E se gli anatemi laicisti fossero essi stessi il sintomo di un disagio della cultura laica? Se la baldanza giacobina che bolla come «atei devoti» (Luigi Manconi vs Giuliano Ferrara, ma il copyright è di Beniamino Andreatta) i liberali che non vorrebbero sradicare la religione dal cuore dell’Europa manifestasse invece il segno di un disagio, di un malessere che spinge a gridare più forte per mascherare le proprie debolezze? In passato nella politica italiana, non la laicità, quanto piuttosto la contro-religione laicista, l’anticlericalismo, o addirittura l’antivaticanismo, avevano vita dura, a cominciare dalla sinistra. Il Pci non era laicista, sin dalla scelta togliattiana di inserire i Patti Lateranensi nell’articolo 7 della Costituzione. Non lo era nemmeno ai tempi del divorzio, e pur di evitare la spaccatura con le «masse cattoliche» mobilitò i suoi più validi ambasciatori, a cominciare da Paolo Bufalini, per evitare l’ordalia del referendum. Neanche i socialisti, decisamente laici, sposarono mai il dogma laicista. Fu proprio Giuliano Amato (assieme al cattolico Gennaro Acquaviva) ad affiancare Bettino Craxi a metà degli anni Ottanta per la stesura del nuovo Concordato con la Chiesa cattolica.

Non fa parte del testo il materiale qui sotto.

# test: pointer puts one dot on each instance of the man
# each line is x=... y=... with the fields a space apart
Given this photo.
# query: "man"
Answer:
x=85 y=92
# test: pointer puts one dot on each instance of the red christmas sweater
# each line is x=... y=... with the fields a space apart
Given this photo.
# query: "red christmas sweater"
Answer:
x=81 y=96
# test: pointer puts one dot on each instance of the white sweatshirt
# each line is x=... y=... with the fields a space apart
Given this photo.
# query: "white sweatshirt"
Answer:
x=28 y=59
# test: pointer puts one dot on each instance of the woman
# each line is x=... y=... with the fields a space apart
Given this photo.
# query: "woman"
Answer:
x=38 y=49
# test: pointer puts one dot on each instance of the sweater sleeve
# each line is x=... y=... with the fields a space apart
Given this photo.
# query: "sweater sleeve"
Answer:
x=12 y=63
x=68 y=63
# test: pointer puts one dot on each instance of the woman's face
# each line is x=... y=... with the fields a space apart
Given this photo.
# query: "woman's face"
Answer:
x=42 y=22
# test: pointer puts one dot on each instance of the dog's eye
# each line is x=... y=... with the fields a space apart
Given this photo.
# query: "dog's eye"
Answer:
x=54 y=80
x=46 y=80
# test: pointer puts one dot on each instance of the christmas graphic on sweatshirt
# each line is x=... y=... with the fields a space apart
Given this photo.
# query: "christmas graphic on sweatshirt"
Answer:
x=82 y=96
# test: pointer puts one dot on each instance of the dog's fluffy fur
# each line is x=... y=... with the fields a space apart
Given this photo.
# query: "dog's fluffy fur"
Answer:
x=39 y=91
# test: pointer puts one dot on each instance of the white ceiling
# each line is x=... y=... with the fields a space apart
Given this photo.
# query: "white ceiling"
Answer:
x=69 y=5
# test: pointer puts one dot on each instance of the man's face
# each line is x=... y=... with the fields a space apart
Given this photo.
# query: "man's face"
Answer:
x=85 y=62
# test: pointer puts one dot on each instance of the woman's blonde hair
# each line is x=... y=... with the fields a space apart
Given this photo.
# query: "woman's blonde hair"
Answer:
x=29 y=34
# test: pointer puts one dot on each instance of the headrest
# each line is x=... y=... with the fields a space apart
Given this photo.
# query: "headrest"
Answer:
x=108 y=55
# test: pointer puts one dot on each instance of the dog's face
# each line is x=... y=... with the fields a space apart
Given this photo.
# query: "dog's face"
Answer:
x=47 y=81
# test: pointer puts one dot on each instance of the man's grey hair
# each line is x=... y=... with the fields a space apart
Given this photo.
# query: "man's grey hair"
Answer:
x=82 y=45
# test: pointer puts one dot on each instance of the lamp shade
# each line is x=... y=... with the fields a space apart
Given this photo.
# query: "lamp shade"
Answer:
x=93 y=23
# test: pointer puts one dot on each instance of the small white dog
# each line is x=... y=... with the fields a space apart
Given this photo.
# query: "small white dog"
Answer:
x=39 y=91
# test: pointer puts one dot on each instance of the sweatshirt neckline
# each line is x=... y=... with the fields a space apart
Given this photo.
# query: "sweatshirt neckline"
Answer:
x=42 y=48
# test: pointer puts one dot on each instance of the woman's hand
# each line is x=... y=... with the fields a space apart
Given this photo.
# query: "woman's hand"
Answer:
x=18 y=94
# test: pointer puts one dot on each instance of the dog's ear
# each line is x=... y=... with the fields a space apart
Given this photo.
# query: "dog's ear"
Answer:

E quando Amato, dubbioso sulla perentoria spavalderia con cui veniva affrontato il tema dell’aborto, cominciò a spendere parole di elogio per i cattolici «con una marcia in più», piovvero le critiche e i distinguo. Così come si addensarono attorno a Norberto Bobbio, che sul «diritto all’aborto» coltivava più di un ragionevole dubbio, freddezze e sospetti. Ma neanche lontanamente paragonabili alle ruvide attenzioni che i radicali italiani dedicano all’attuale tentativo di Amato di rivedere la legge sulla procreazione assistita, aggiustamento che avrebbe come conseguenza inevitabile la vanificazione del referendum sottoscritto per abrogarla interamente, quella legge.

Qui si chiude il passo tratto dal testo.